My fellow Coastal Californians aren’t going to appreciate this, but we do have a tendency to value form over function. In spite of our informality we would rather wear a stylish Patagonia fleece to work than a cheap one from Old Navy. Californians also put more value on our own physical appearances than do most other humans. The upside of our concern with appearance is that we are more likely to exercise and wear sunscreen and less likely to smoke, but the downside of our concern with appearance is that we’re also more likely to spend obscene amounts of money on clothing or plastic surgery and to fear the natural results of aging the way others fear cancer. We consider it extremely rude to say anything negative about someone’s physical appearance, because we would be devastated to hear the same thing said about ourselves. In other words you won’t find out that we’ve noticed that you gained weight until after we congratulate you for losing it.

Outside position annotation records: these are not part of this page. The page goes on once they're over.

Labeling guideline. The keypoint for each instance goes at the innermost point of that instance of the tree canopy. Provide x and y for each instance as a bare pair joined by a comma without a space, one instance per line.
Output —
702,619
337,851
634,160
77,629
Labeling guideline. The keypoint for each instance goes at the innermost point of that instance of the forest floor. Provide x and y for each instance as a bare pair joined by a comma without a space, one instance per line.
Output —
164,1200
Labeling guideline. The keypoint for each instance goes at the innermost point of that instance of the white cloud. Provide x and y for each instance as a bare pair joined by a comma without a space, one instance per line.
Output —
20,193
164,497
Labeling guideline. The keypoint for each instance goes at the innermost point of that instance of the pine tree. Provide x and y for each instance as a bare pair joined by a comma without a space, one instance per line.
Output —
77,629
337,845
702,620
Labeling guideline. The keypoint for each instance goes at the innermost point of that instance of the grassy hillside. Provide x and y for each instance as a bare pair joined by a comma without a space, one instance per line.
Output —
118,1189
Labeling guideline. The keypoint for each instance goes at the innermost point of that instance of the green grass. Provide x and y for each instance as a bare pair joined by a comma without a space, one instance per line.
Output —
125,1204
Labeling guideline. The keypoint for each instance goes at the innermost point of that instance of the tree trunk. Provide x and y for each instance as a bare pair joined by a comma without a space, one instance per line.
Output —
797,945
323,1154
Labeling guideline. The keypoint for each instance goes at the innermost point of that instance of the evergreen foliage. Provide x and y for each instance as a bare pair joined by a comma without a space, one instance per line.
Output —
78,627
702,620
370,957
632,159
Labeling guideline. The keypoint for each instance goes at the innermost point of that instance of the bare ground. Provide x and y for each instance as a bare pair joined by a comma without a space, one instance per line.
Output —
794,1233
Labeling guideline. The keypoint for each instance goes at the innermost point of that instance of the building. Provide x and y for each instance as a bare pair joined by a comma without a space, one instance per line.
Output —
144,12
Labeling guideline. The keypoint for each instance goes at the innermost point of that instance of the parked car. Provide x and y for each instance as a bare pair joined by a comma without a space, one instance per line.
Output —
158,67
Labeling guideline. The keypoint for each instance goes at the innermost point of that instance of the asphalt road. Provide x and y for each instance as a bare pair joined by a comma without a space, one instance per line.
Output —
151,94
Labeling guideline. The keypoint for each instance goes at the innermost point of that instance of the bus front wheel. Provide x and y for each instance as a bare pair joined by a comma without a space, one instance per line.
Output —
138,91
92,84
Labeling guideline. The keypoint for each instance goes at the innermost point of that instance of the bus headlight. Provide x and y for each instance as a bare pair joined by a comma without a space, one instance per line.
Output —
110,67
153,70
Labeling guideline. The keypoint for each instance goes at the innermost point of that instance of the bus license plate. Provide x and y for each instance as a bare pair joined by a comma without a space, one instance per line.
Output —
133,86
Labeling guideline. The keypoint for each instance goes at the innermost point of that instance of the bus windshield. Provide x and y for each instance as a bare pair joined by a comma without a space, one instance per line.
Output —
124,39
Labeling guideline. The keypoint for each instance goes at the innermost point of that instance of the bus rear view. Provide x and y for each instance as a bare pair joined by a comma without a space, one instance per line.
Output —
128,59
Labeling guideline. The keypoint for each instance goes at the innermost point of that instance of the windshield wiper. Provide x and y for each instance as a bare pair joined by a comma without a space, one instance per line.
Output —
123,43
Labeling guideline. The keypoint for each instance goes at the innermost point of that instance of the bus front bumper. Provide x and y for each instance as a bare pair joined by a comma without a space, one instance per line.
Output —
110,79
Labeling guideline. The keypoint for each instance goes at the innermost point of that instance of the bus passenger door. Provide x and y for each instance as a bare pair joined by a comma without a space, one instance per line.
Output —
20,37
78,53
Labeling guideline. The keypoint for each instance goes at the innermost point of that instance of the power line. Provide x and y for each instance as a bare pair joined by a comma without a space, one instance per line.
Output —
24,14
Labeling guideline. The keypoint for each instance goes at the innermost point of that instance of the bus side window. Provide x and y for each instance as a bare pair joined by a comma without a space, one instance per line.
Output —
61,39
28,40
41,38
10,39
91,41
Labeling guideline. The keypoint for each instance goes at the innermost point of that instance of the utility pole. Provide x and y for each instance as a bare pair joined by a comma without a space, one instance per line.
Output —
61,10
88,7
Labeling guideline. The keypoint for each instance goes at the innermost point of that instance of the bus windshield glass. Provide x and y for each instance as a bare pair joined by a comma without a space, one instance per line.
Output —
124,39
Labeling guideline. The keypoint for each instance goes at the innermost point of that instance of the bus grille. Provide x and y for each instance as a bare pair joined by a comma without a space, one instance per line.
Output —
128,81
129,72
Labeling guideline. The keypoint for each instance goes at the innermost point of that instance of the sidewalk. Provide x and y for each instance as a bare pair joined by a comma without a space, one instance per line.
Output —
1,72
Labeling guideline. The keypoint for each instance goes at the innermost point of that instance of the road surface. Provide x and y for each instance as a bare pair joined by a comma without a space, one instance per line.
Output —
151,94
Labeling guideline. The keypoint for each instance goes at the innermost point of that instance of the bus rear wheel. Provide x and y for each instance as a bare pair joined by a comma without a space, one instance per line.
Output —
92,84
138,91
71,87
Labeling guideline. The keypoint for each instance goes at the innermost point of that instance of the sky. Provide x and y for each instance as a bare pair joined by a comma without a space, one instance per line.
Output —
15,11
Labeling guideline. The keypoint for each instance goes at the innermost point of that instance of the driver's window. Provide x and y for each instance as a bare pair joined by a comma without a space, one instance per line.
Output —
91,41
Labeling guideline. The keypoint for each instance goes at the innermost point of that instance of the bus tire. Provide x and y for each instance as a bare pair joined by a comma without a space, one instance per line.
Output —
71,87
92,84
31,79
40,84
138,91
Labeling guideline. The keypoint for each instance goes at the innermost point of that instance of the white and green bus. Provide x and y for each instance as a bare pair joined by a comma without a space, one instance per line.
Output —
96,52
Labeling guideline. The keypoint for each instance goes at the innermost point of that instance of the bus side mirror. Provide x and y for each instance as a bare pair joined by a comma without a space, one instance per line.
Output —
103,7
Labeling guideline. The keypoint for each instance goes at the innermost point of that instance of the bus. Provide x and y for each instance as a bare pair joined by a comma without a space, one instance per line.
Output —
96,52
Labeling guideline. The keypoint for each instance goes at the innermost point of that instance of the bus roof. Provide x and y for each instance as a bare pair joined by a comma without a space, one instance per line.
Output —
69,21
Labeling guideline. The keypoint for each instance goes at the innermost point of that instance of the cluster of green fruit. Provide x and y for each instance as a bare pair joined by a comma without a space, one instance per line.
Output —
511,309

Coastal Californians also have trouble forming deep emotional connections with other unrelated humans unless we are sleeping with them, and sometimes not even then. Luckily for us we’re tolerant of non-monogamous lifestyles so we can make as many deep emotional connections as we find necessary. This also often leads us to assume that any man who calls any other non-related man every week is in a homosexual relationship. Nobody will think any less of him for this, but he may be frustrated by a lack of female flirtation if he turns out to actually be straight.

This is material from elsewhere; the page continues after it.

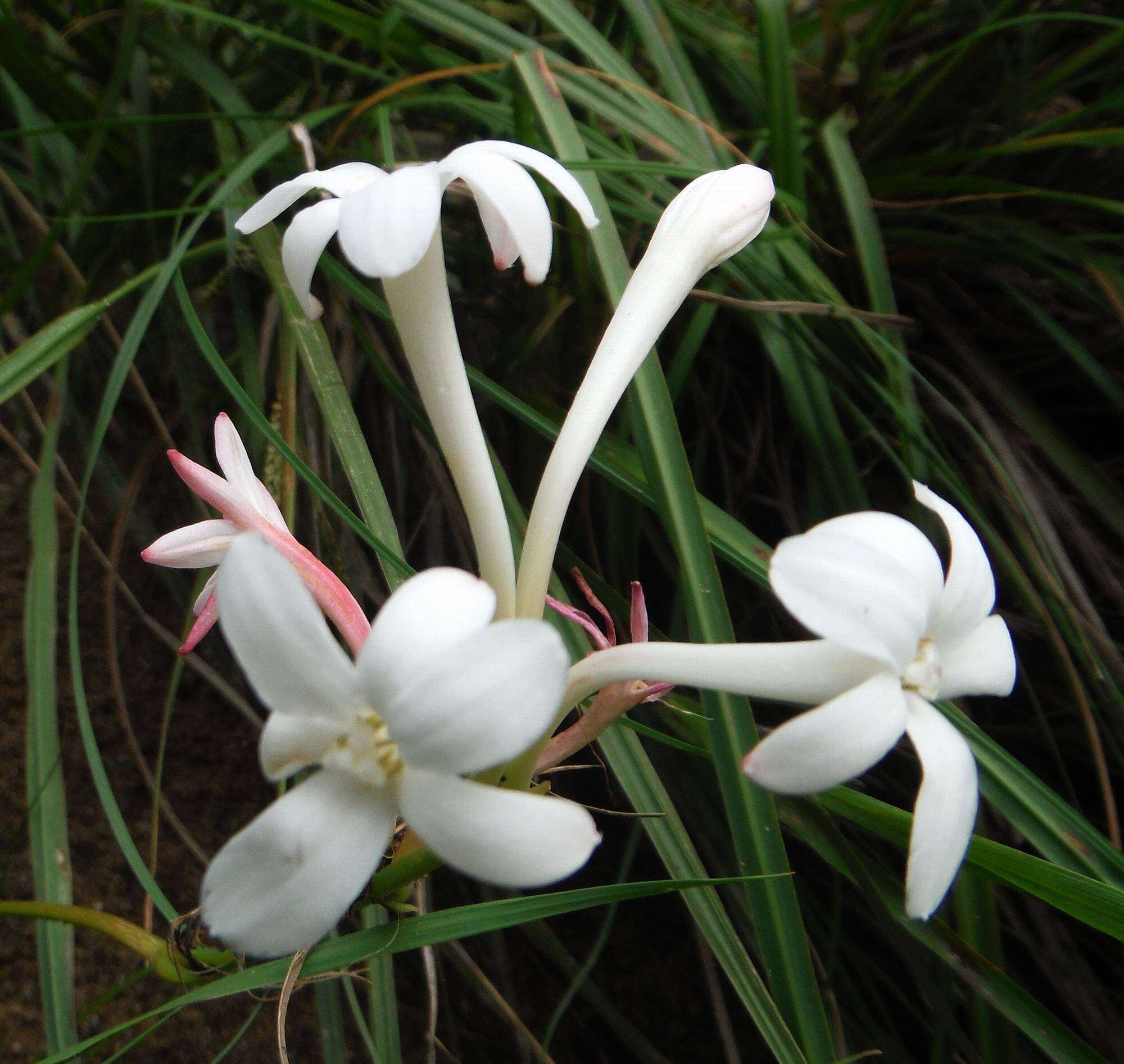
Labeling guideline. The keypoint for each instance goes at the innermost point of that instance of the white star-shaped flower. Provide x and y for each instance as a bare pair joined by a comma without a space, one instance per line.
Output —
437,692
874,587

If California had commandments our first would be “Always be chill.” “Chill” can be described as happier than average, but not ecstatically so. This can also make us appear to be stoned even when we aren’t and it’s an attitude that most people already associate with our state. What non-Californians have a bit more trouble understanding is the consequences that the desire to maintain chillness has on other aspects of our behavior. Apparently non-Californians engage in a strange behavior where their level of expressed anger or displeasure at a stimulus correlates to its severity. Among Coastal Californians anger is binary; while the switch between off and on is not easy to flip, because being a hothead is extremely un-chill, once flipped a formerly civilized Californian transitions almost instantly from Green Goddess to the Incredible Hulk. While some may feel vindicated to know that Coastal Californians do have a dark side buried beneath the laid back exterior, it’s inadvisable to attempt to demonstrate this. Californians also tend to erroneously expect others to have this same binary response, which is why when non-Californians express more reasonable levels of anger to us we tend to assume that person now has an issue with us permanently unless we are informed otherwise.
The behavior of Coastal Californians, like the behavior of anyone else, makes more sense if one understands the cultural context that it occurs in. I hope this can help non-Californians be a little less confused when they visit our state, although since I value equality I would never insist that they assimilate completely, and I’ll be chill about it unless they act like they’re better than me or call me fat.
 The whole restaurant fell silent.
 Does not have the same connotation as Native American or Native Hawaiian.